My name is Cole Matthews and I'm a certified personal trainer who's a major health and fitness geek with a huge passion for writing. See my profile page for more information!

6 Comments

  1. Nothemba Ncube on

    Thank you Cole for this inspiring article. I realized something just a day ago. I usually walk on the stairs to the fourth floor to a building and at the end of the fourth floor I will be sweating like a pig and huffing and puffing. One day when I had not had anything to eat, when I got to the fourth floor I felt great! I would love to give this a try and run in the morning. Thank you!

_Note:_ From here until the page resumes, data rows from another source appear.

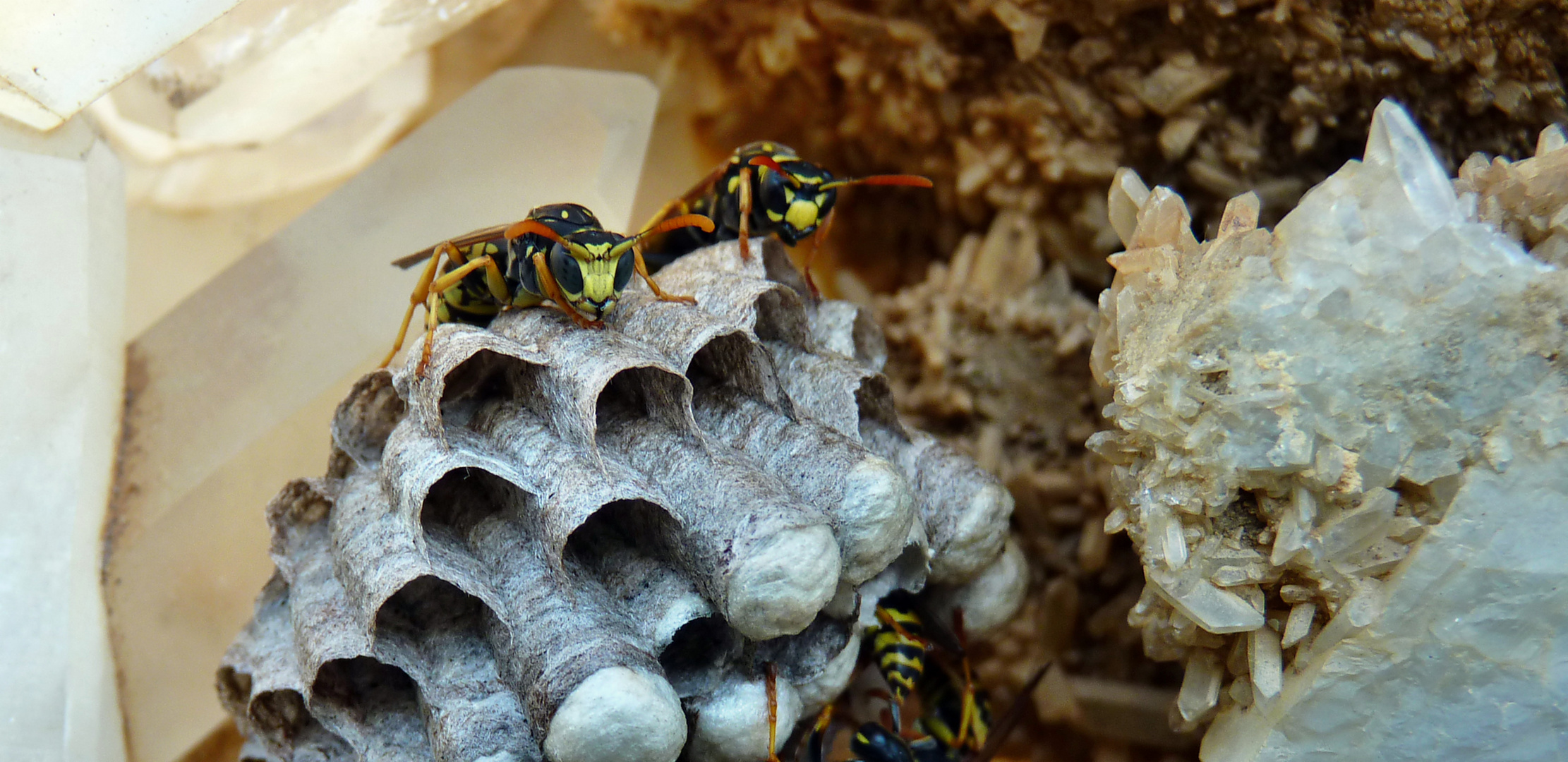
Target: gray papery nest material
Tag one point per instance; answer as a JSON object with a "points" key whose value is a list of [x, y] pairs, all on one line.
{"points": [[562, 543]]}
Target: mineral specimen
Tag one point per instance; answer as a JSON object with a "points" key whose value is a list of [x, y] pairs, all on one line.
{"points": [[1339, 452], [1029, 106], [565, 541]]}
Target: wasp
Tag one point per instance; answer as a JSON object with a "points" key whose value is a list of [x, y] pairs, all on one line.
{"points": [[764, 188], [559, 253], [899, 646]]}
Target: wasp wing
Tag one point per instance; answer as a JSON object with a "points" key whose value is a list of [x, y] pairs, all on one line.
{"points": [[682, 205], [483, 234]]}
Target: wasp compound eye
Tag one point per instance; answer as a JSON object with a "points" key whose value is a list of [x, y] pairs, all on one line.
{"points": [[623, 270], [568, 273]]}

  2. What are your references? Do you have any studies that have been done on fat loss with fasted cardio versus regular cardio?

    • Hi Cindi – There is a study that was published in the British Journal of Nutrition that showed participants who did fasted cardio burned almost 20% more fat compared to those who had consumed breakfast before their workout.

    • Hi Cindy – The article is correct. My experience of practicing both kinds of cardio interchangeably for the last 30 years makes me an excellent evidence of this thesis. I am 63 years old, weigh 74 kgs with 9 mm of fat according to body fat calipers.

  3. For incline treadmill walking, how long do you have to walk and at what intensity? Are you supposed to keep your heart rate at a certain level? How many days a week do you do this? I am not trying to lose weight, just lean out.

    • Hi Bobby – For walking on a treadmill at an incline, shoot for at least 30 minutes per workout (45-60 minutes is ideal). The intensity should be high enough to break a sweat after about 10 minutes. You can use a heart rate monitor, but since everyone is different it will be difficult to determine your ideal range. It’s important to walk fast enough to burn a sufficient amount of calories during your workout. Depending on how much body fat you need to lose, start out with 3 cardio workouts per week and then increase it from there if you’re not losing the amount of fat you would like to.